I’d like to know about the various ways a usability consultant can sell/pitch the benefits of user research and usability testing. The startup team does not have access to end users. There isn’t a UI designer and the requirements are gathered through the following steps:

  1. Usually the technical team meets few prospective customers and shows them a demo. Then, their wish list is noted and prioritized.
  2. Compile a list of the requirements shared by the marketing folks and prioritize them.

Have you faced similar situations before? Suggestions and tips would be much appreciated.

I suspect this is something that lots of people face, and would probably make for a decent article on uxmastery.com. Before I jump in with my own ideas, I’d love to hear from others. It would be great to collate them and create an article from people’s tips.

Technical team’s decisions are influenced by logic so I have a feel that quantitative results might influence them. The technical team creates the UI screens with emphasis on functionality. They want an UI designer to make the screens look *pretty."

Hi

I see a similar relationships every day. I’ve worked for a lot in Graphic Design (print advertising), and often the designers don’t meet the customers,
only the Sales Reps do.
The customer asks for something specific that they like, but don’t necessarly need. Then pressure is put on design to be compromised in favor of “Giving them what they want”.

Its ‘The Customer is always right’ scenario.

What has to happen, is the design team in any area graphic/ux etc, must to take the lead. And really push for answers to the questions that will get to the best solution.

What I’ve always found is [B]‘The Customer is always open to meeting the person designing for them’[/B]
And meeting them is best chance to probe and find out what problems are the looking to solve.

P

My two recommendations for instituting a user research culture:

  1. Start with the bottom line: If you want to pitch to decision-makers about usability research and testing, you need to demonstrate business value (whether it’s in a startup or a huge, hierachical workplace - both of which I’ve worked in). I’d look at it from the product manager’s or even the CFO’s point of view. Their ultimate goal is to maximize profit. So the more you can show that usability affects revenue (getting people to like and engage with your product for the long term) and expenses (small iterations now instead of large overhauls later when it’s too late), the better your case will be. If you start googling, there are tons of case studies where user testing/research has proven to be a strategy for profitability, not just usability, so I’d suggest selecing a few relevant ones to your industry for presentation to The Elders of your company.

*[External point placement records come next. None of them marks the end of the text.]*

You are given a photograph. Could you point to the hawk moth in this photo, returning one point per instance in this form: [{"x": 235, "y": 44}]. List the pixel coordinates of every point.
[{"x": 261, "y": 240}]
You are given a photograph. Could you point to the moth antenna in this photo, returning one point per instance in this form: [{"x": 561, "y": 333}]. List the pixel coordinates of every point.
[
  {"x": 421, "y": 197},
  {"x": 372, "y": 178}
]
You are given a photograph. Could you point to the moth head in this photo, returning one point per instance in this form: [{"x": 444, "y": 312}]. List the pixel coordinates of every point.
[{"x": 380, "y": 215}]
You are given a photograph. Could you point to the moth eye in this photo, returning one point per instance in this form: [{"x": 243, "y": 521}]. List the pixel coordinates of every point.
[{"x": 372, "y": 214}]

  2. Just do it: ask for permission to just start VERY small and come along to a couple meetings or calls with potential users. Write a very concise script and have whoever usually does this see you doing it, or record it if that’s possible. It might mean a bit of extra work for you, but it becomes a much easier sell when people actually see how it’s done in reality and and feel the “aha” moments themselves.

Hi Hammer, Paddy, and JollyZ, Thanks a lot! Sorry for the delay in responding.

A quick question. To evangelize the benefits of ROI, what are the UX metrics usually set and what is the benchmark for UX metrics? Are they set against the existing competitors?